The Department of Labor and Employment’s Bureau of Local Employment estimates demand at over 1 million construction workers for the BBB program alone, as our recent BusinessMirror story (“Challenge Accepted” by Lorenz Marasigan) reported. But in 2017—when jobs in the construction sector reached 3.59 million, or about 158,000 more than the 3.31 million construction workers in 2016—there was already a shortage of 120,000 workers.
The government launched in May an online jobs portal for the BBB program, listing 11,000 vacancies in ongoing projects. The portal is expected to post “hundreds of thousands” of employment opportunities through 2022.
Filling these vacancies is not going to be easy.
Many of our skilled construction workers, contractors, architects and engineers have left for overseas jobs, where they get paid at least four times as much. To entice them to come home, the government must make the industry provide competitive compensation and benefits, or perhaps provide tax incentives and other perks to even things out.
Compounding the problem, whole generations of younger workers are no longer even considering construction as a viable career option. Personal preferences, their parents’ wishes, even our own education system, have steered our high-school graduates to college courses and white-collar careers.
The traditional formula of “college = white-collar job = success” is precisely what the K to 12 (kindergarten plus six years grade school, four years of junior high school and two years of senior high school) curriculum change was supposed to tweak, but how many senior high-school students are taking the vocational-technical strands of the curriculum? And do schools even offer these strands?

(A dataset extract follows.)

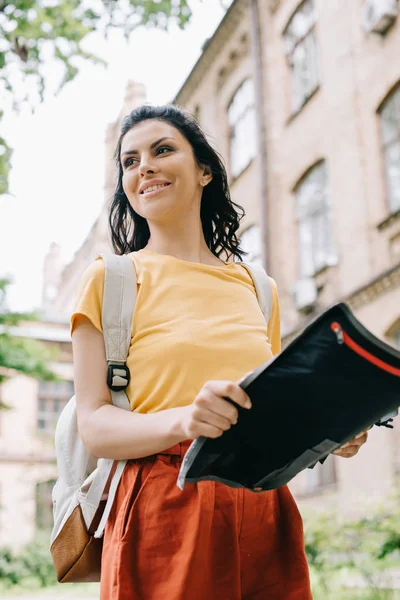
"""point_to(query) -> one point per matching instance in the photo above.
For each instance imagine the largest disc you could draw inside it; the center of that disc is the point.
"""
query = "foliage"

Let’s face it: “Success” for most Filipino kids is still very much equated with a glamorized white-collar job, working for a firm in Makati or some other business district. There is still the stigma of a vocational education—the belief that it leads to lower wages, contractual and menial jobs and the label of being a noncollege degree holder.
If our goal is to bring back the dignity of blue-collar jobs by producing a highly skilled work force demanded by industries like the construction sector, the government would also need the support of employers and businesses, the various chambers of commerce, and other stakeholders to work with the education sector.
We need to bring back the emphasis on the trades in high school and college and focus on apprenticeship programs where our young people can learn a trade. In Germany, for instance, students aged 16 to 19 years old, outside of their school work, are trained in companies for three to five days a week for two to three years, where they also earn a small stipend. The process ends with a certification examination.
More than 350 professions are officially recognized in Germany as training occupations with more than 60 percent of high-school graduates regularly participating in the program. This is a big factor why Germany’s youth unemployment remains low.
To bridge the labor gap in construction, the industry also needs to focus on recruiting more women, whether as construction managers or onsite workers. This is the 21st century, where overseas employers even prefer Filipina welders and heavy equipment operators. New building technology has made the requirement for brute physical work, commonly associated with men (often mistakenly), inapplicable to construction. Besides, construction work involves more than just physical skills, but technical and even scientific skills, as well.
The construction industry has an opportunity for higher growth and unqualified success for smart and hardworking Filipinos who desire to make a lifelong career in it, if both the government and the private sector can work together to professionalize the industry.